If you look at the gas laws - ideal gas law, Charles's law, Henry's law, etc. you'll see that none of them have any "time rate of change" factor. We can "calculate" the final temperature, pressure and volume without knowing the rate at which the changes were made.
However, all the fill operations we do aren't perfect the way those laws are perfect. They assume no energy gets lost, while in the real world, hot things cool off, so the longer we take to heat them up, the lower the final temperature.
---------- Post added February 24th, 2013 at 10:40 AM ----------
When you transfer gas from a bank of bottle to a empty scuba cylinder, the total change in energy is zero. the increase in temperature (total kinetic energy of the molecules) cancels out the drop in temperature of the gas bank. The bank is larger than the single cylinder so it is less noticable.
I agree with this.
---------- Post added February 24th, 2013 at 11:06 AM ----------
Both are correct. But the Joule Expansion is only theoretically possible. It does not reflect the reality of your question. That is, when filling one scuba tank from another, you do not meet the condition of thermal isolation necessary to produce the described results.
We agree that the real world isn't perfect, but no temperature change - Joule expansion was shown experimentally. If the receiving tank is thermally connected to the donor tank and the whole thing is wrapped in insulation we should have the same process.

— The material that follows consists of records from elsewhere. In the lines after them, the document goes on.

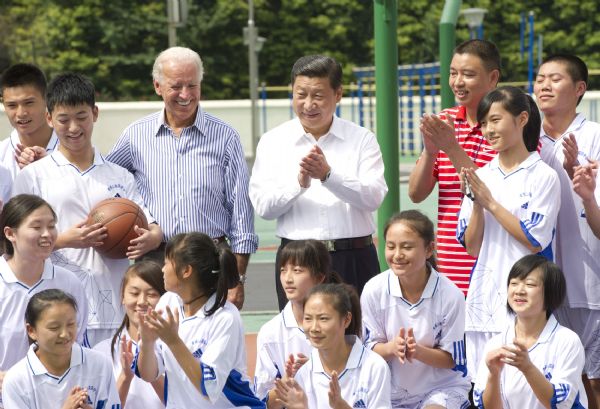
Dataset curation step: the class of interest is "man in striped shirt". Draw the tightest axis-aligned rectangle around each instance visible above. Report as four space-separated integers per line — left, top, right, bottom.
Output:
408 40 500 294
107 47 257 309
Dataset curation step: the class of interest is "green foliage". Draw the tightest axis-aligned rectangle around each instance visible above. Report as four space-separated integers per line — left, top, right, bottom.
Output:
0 0 599 100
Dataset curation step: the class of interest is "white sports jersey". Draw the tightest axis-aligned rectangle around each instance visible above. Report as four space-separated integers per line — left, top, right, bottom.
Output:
2 343 121 409
457 152 560 333
295 335 391 409
361 268 470 404
134 292 264 408
12 149 155 332
94 328 164 409
0 163 10 205
539 113 600 309
473 315 587 409
254 301 312 400
0 257 88 372
0 128 59 182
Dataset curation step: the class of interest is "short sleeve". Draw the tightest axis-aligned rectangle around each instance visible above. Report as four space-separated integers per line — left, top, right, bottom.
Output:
456 196 474 247
1 369 31 408
99 356 122 408
548 333 586 408
360 278 387 349
519 171 560 251
253 329 281 401
365 354 392 409
472 336 501 408
437 284 468 378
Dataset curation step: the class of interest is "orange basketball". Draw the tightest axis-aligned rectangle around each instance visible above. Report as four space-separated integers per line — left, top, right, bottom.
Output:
87 197 148 259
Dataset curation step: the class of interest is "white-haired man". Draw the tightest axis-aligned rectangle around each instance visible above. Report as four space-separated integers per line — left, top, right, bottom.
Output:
107 47 257 309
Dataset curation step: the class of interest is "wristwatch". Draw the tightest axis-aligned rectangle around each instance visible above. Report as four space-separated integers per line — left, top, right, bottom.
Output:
239 274 247 285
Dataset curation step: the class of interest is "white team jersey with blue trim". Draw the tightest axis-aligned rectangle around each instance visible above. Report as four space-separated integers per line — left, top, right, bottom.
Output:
361 268 470 404
539 113 600 309
0 128 59 184
94 328 164 409
473 314 587 409
0 257 88 372
1 343 121 409
254 301 312 401
135 292 264 408
12 149 155 332
457 152 560 333
295 335 391 408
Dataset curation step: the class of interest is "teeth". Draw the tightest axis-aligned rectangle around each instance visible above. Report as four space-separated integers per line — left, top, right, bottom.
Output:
177 100 191 106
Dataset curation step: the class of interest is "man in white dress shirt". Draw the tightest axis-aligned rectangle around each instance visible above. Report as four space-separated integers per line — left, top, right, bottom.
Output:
250 55 388 309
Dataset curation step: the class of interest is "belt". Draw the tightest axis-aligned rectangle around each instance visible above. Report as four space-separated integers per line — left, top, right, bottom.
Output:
280 236 373 252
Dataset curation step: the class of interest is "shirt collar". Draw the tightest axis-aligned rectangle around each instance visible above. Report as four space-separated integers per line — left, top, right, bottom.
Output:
541 113 586 141
455 105 467 121
310 335 363 373
282 301 302 329
389 267 440 301
0 257 54 285
293 115 345 141
27 343 84 377
488 151 541 172
506 314 560 348
154 105 205 137
10 129 60 152
50 147 105 167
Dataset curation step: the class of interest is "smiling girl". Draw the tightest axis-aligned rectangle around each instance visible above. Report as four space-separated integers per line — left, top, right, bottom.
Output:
1 289 119 409
361 210 470 408
94 261 166 408
473 255 587 408
254 240 342 407
0 194 87 408
275 283 391 409
456 86 560 377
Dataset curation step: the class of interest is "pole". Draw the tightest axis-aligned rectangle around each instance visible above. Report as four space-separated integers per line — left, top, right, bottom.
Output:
167 0 177 47
248 0 260 159
374 0 399 268
528 11 534 93
439 0 461 110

I read several descriptions of the Joule expansion experiments. In one, they put the receiving tank inside the donor tank, then opened the connecting valve. The gas arriving in the inner receiving tank got hot. The gas remaining in the outer donor tank cooled off. The whole thing was wrapped in insulation to prevent any heat getting to the cold outer tank. IOW, the energy added or removed from the system was zero. When the gas of the inside tank stopped cooling and the gas of the outside tank stopped being heated by the inside tank, the temperature of both tanks was the same and that temp was unchanged from the original temperature.
That tells me that the fundamentals of filling a tank from another tank are the same as in Joule expansion/free expansion.
Sure, a compressor adds a thermal source
I was writing quickly and didn't mean to imply that a compressor adds any heat energy. (In the real world it does, but that's not where the heat comes from) Energy is work plus heat energy. The compressor is doing "work" - applying a force to the gas and moving it a distance to force it into the tank.
We can assume that all the energy added is in the form of work - not heat. Then we just need to solve PV=nRT to get the new temperature and pressure knowing the change in volume - the starting volume of air (80 cubic feet) and the final volume (the tank's true volume). To do that, we need to solve for two unknowns, P and T, but the ideal gas law is only one equation. The other equation I referred to in my first post - (P times V to the power gamma) is constant, where gamma is about 1.4 for air. There's no heat being added, just mechanical work energy, when the donor tank is being filled. I put in those two equations in my very first post to try to draw out the expertise of someone who had looked at the "fill from a higher pressure tank" process from a similar science/physics/math perspective.
but even with bank tanks, the event is not thermally isolated
I agree it's not normally thermally isolated, but the whole effect doesn't go away as we wrap insulation around everything. If anything, the effect becomes more pronounced.
and adiabatic heating and cooling occur and the gas molecules take up and give of energy as the pressures change during the fill process.
We agree that different parcels of gas go through different PVT changes during the process, but as long as we know that no heat is added and no work is done on the system, then we know that the system energy is unchanged. As long as energy is unchanged, all we need are the final pressures and volumes to determine the final temperatures.